How to download dynamically loaded content using python
Introduction
When you surf online, you occasionally visit websites that show content like videos or audio files which are dynamically loaded. This is basically done using AJAX calls or sessions where the URLs for these files are generated in some way for which you can not save them by normal means. A scenario would be like, for example, you visited a web page and a video is loaded through a video player like jwplayer after 1 or 2 secs. You want to save this but unfortunately you couldn’t do so by right-clicking on it and saving it as the player doesn’t show that option. Even if you use command line tool like wget or youtube-dl, it might be possible but for some reason it just doesn’t work. Another problem is that, there are still some javascript functions that need to be executed and until then, the video url does not get generated in the site. Now the question is, how would you download such files to your computer?
Well, there are different ways to download them. One way is to use a plugin or extension for the browser like Grab Any Media or FlashGot which can handle such requests and might allow you to download it. Now the thing is, lets say you want to download an entire set of videos that are loaded using different AJAX calls. In this case, the plugins or extensions, might work but it takes a long time to manually download each file. A better method would be to write a small script that automates this process. This tutorial aims to teach you guys on how to use the selenium web driver and do simple tasks like downloading dynamically loaded content in a website using python.
Prerequisites
For this tutorial, you need to have atleast some knowledge on how to program in python.
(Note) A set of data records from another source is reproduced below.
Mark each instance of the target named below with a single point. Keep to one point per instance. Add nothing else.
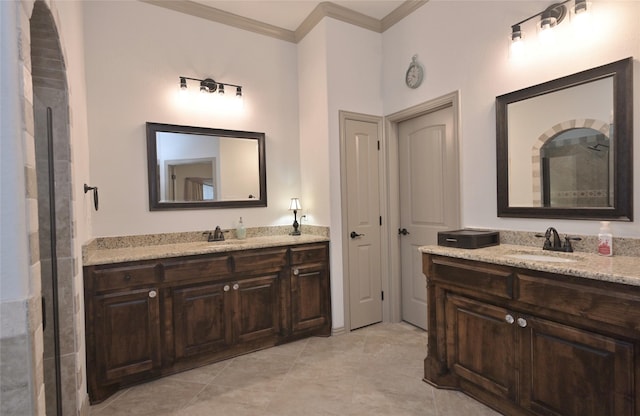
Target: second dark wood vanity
(150, 318)
(531, 342)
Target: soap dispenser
(605, 239)
(241, 232)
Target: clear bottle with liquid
(241, 232)
(605, 239)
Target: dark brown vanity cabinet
(533, 343)
(310, 302)
(124, 314)
(151, 318)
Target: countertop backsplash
(106, 243)
(588, 244)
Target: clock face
(414, 75)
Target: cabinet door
(201, 319)
(481, 342)
(572, 372)
(310, 303)
(127, 333)
(257, 307)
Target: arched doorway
(54, 185)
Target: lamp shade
(295, 204)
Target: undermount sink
(541, 257)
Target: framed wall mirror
(198, 167)
(565, 147)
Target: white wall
(464, 46)
(135, 53)
(340, 69)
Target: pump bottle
(605, 239)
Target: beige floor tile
(373, 371)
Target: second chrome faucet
(553, 242)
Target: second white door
(429, 199)
(363, 222)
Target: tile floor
(372, 371)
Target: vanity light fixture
(550, 17)
(295, 206)
(210, 85)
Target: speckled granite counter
(618, 269)
(94, 255)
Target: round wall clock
(415, 73)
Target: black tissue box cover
(468, 238)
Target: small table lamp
(295, 206)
If you don’t know anything about it, then I would suggest you to check out this site : http://www.tutorialspoint.com/python/. It is a great starting point to learn a new language and you can quickly learn the basics.
So, before we start, I would like to give an small introduction to the modules that I am going to use in my python script. The system that I’m using is a Ubuntu Studio 14.04. In order to install the modules, you can use python-pip and also you might need to have administrative privileges. Here are the modules as follows :
- Selenium Web Driver : The selenium framework is a suite of tools that can be used to test web applications and also automate the web browser tasks. By using it’s provided API, you can do simple tasks like automating administration work for a website or some website-related maintenance, by sending commands to the browser. It is supported in various programming languages like Python, Java, Javascript, PHP, C#, Perl, Ruby. To install this framework for python, just type the following command in the terminal :
pip install selenium
- BeautifulSoup : The bs4 is a HTML/XML parser that does a great job at screen-scraping elements and getting information like the tag names, attributes, and values. It also has set of methods that allow you do things like, to match certain instances of a text and retrieve all the elements that contain it. You can install this module like this :
pip install beautifulsoup4
- Python-Wget : This module is a python port for the wget command-line program. Its easy to setup and you can quickly download videos or files to your system by using its API. You can also follow the “traditional” method of downloading files, like using the standard
urllib
module or by doing a subprocess call to the wget command-line program, but for this tutorial, I will be using this module to get the job done. Here is how you install it :
pip install wget
- PhantomJS (Optional) : The PhantomJS is a headless browser (doesn’t have a front-end GUI and everything works at the backend) that is used for web page interaction. It is similar to the selenium web driver but the difference is that, it is headless. For this tutorial, I will be using the basic Firefox web driver via selenium, but you can test this out if you do not want a browser to popup every time the script runs. You can download the phantomjs executable from their homepage, but I advise you to use a downgraded version of this as the latest one might not be compatible with selenium module.
The Concept
The idea is basically :
- To get the web page using the selenium web driver.
- Parse and extract the video or audio urls from the html page using BeautifulSoup.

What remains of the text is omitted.